O Tribunal do Júri condenou 23 dos 26 policiais militares acusados de matar 13 dos 111 detentos durante o massacre do Carandiru. Com pena de 12 anos de reclusão para cada homicídio, eles foram condenados a 156 anos de prisão, mas poderão recorrer da sentença em liberdade, de acordo com o juiz José Augusto Marzagão. Inicialmente, os réus responderiam por 15 mortes, mas duas foram descartadas do processo a pedido do Ministério Público. Uma das vítimas foi morta com armas brancas, o que afastou a suspeita de ação policial, e a outra em outro local do presídio. A Promotoria pediu também a absolvição de três policiais, que comprovaram estar em outros pontos do Carandiru no momento do massacre. Outros 53 policiais também serão julgados este ano pelo massacre, pois o julgamento foi dividido de acordo com o setor do presídio onde ocorreram as mortes.
O último dia do julgamento durou mais de 16 horas e foi encerrado por volta de 1h20 deste domingo, com a leitura da sentença pelo do juiz. Para chegar à sentença, os jurados tiveram de responder a mais de 200 páginas de questionários, devido ao número de réus e vítimas.
A advogada Ieda Ribeiro de Souza, que defende os 26 réus, informou que vai recorrer da decisão. Os policiais poderão aguardar o julgamento dos recursos em liberdade.
— (A condenação) não reflete a vontade da sociedade brasileira — disse a advogada, que acrescentou quando questionada sobre se a absolvição do coronel Ubiratan Guimarães pelo Órgão Especial do Tribunal de Justiça (TJ), após condenado pelo tribunal do júri, deveria ser estendida aos comandados dele:
— É um despropósito jurídico. Esse é o cunho político do julgamento.
O Ministério Público se disse satisfeito com a condenação e comentou que a punição foi adequada.
— Foi um trabalho baseado num estudo bastante aprofundado do processo — disse o promotor Fernando Pereira da Silva, que ainda vai analisar se há base ou não para uma futura acusação dos PMs absolvidos neste domingo.

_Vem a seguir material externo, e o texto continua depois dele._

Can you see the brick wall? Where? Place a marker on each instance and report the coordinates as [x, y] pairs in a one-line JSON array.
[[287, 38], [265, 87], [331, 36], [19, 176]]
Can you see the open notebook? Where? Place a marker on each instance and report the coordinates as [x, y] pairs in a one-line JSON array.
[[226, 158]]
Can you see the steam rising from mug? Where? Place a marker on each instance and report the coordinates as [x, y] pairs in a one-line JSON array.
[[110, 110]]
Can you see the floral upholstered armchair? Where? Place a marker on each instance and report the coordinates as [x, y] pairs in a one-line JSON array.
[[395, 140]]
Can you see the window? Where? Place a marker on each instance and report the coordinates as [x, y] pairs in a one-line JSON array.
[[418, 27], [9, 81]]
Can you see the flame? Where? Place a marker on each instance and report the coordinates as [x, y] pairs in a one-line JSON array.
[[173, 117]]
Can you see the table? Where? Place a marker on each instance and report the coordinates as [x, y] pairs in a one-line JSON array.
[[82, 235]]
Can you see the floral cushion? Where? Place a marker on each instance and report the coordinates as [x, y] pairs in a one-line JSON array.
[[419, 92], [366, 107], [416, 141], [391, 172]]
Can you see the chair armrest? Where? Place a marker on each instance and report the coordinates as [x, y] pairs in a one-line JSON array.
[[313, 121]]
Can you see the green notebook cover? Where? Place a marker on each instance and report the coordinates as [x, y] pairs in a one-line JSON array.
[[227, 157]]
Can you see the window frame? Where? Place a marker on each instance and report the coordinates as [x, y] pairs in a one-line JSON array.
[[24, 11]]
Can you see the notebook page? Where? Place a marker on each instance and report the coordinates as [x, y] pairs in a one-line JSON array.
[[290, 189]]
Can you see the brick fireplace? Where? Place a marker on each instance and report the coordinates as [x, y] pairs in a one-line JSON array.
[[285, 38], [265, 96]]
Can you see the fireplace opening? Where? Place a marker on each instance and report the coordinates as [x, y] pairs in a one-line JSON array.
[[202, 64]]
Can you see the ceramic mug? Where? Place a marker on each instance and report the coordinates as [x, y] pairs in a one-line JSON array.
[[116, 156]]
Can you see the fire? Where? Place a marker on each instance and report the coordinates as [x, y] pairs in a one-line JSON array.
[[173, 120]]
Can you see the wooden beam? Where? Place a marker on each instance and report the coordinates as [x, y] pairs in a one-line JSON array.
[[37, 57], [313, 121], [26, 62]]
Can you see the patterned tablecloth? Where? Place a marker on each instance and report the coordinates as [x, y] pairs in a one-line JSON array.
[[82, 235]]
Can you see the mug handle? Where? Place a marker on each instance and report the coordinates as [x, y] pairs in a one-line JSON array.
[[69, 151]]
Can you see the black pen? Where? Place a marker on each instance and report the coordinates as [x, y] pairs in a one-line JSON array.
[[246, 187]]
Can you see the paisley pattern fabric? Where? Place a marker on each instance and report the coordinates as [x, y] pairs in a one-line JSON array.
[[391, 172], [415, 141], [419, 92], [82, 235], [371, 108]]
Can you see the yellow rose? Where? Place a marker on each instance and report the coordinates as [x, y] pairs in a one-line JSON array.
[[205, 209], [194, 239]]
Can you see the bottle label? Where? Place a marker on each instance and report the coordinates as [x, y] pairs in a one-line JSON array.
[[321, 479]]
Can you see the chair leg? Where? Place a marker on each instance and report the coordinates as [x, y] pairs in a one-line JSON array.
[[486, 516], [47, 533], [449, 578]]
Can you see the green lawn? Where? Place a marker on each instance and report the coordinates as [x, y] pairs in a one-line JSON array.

Também responsável pela acusação, o promotor de Justiça Márcio Friggi fez questão de salientar que os 23 réus representam os “maus policiais”.
— Volto a reafirmar que a Polícia Militar é uma instituição gloriosa — disse Friggi, que acrescentou, ao comentar também sobre o júri do coronel Ubiratan Guimarães:
— O povo reconheceu sim a responsabilidade do coronel Ubiratan.
Foram condenados os policiais militares Ronaldo Ribeiro dos Santos, Aércio Dornellas Santos, Wlandekis Antonio Candido, Antonio Luiz Aparecido Marangoni, Joel Cantilio Dias , Pedro Paulo de Oliveira Marques, Gervásio Pereira dos Santos Filho, Marcos Antonio de Medeiros, Paulo Estevão de Melo, Roberto Yoshio Yoshikado, Fernando Trindade, Salvador Sarnelli, Argemiro Cândido, Haroldo Cândido, Elder Tarabori, Antonio Mauro Scarpa, Marcelo José de Lira, Roberto do Carmo Filho, Zaqueu Teixeira, Osvaldo Papa, Reinaldo Henrique de OIiveira, Sidnei Serafim dos Anjos e Marcos Ricardo Poloniato.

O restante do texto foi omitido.